A new platform is about to be set up for the Italian monitoring body on drug clinical trials (Osservatorio Nazionale sulla Sperimentazione Clinica dei Farmaci – OsSC) and the Italian Medicine Agency has informed some useful information to all users.

In particular, the new OsSC platform requires that the PCs used for the access are equipped with a Smart Card for the signature including the relevant certificate, a Java Virtual Machine version 1.8x and a Browser Firefox ESR for the digital signature. However, it will be possible to navigate the system also with all other main browsers (except for Internet Explorer) and not for the digital signature.

The new platform will be released after 16th May.

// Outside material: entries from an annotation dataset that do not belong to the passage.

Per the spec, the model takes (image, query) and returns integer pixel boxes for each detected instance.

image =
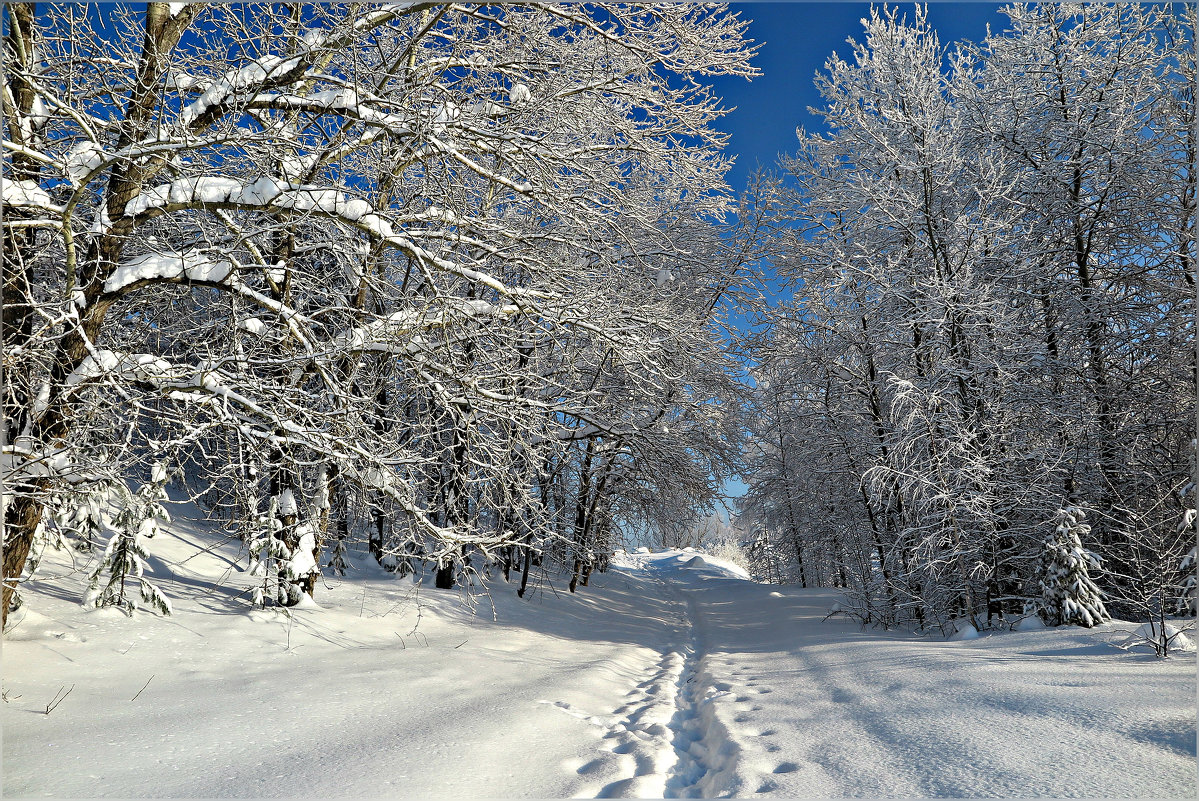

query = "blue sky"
[713,2,1007,496]
[713,2,1007,191]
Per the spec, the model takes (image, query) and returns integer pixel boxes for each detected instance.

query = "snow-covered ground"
[2,510,1195,799]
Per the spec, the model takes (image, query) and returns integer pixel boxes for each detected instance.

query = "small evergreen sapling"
[84,464,170,616]
[1037,506,1111,628]
[249,496,291,607]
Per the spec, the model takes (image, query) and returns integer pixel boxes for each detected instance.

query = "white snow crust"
[0,506,1195,799]
[104,251,233,293]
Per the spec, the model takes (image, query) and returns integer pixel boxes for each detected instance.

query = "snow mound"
[1012,615,1046,632]
[950,620,978,643]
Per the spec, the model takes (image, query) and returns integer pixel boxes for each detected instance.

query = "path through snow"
[2,524,1195,799]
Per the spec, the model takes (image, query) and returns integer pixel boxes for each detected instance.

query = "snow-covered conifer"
[84,474,170,615]
[1037,506,1111,628]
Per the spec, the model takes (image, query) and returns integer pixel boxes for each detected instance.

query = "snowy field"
[2,510,1195,799]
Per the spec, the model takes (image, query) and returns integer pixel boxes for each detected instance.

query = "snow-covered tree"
[1036,506,1111,628]
[84,463,170,615]
[4,2,754,623]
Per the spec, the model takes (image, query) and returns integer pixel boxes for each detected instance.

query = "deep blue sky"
[713,2,1007,506]
[715,2,1007,191]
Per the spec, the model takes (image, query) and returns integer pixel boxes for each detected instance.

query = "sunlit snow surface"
[2,510,1195,799]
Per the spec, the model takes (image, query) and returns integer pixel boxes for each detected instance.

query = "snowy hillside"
[2,510,1195,797]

US prepares for unique code for devices

The US Regulatory Agency FDA is preparing all the required information in view of the adoption of the unique code for medical devices and the relevant database (GUDID – Unique Device Identification Database).

The information to be published within summer, will support the registrations of medical devices. The US Agency has recommended that companies check the data to be included in the GUDID contain all the registration numbers required and that he name of the devices in the database are complete.

As for the timetable, the database should be ready for next May, but registrants must control all data before it becomes public.

EMA redistributes UK DCP portfolio

In view of the Brexit, the European Medicine Agency has redistributed the portfolio of the medicinal product for human and veterinary use authorized at central level sharing more than 350 products currently managed by British agencies to rapporteurs and co-rapporteurs of other countries.

At the moment, the staff of the British regulatory Agency (MHRA) and Veterinary Medicines Directorate (VMD) have a leading role in the assessments and processes related to the European Centralized Procedure, however after Brexit it will be no more possible for them to cover such role. The products have been therefore re-assigned to other 27 Member States and to Island and Norway, who took full responsibility of the products starting from last 30 March.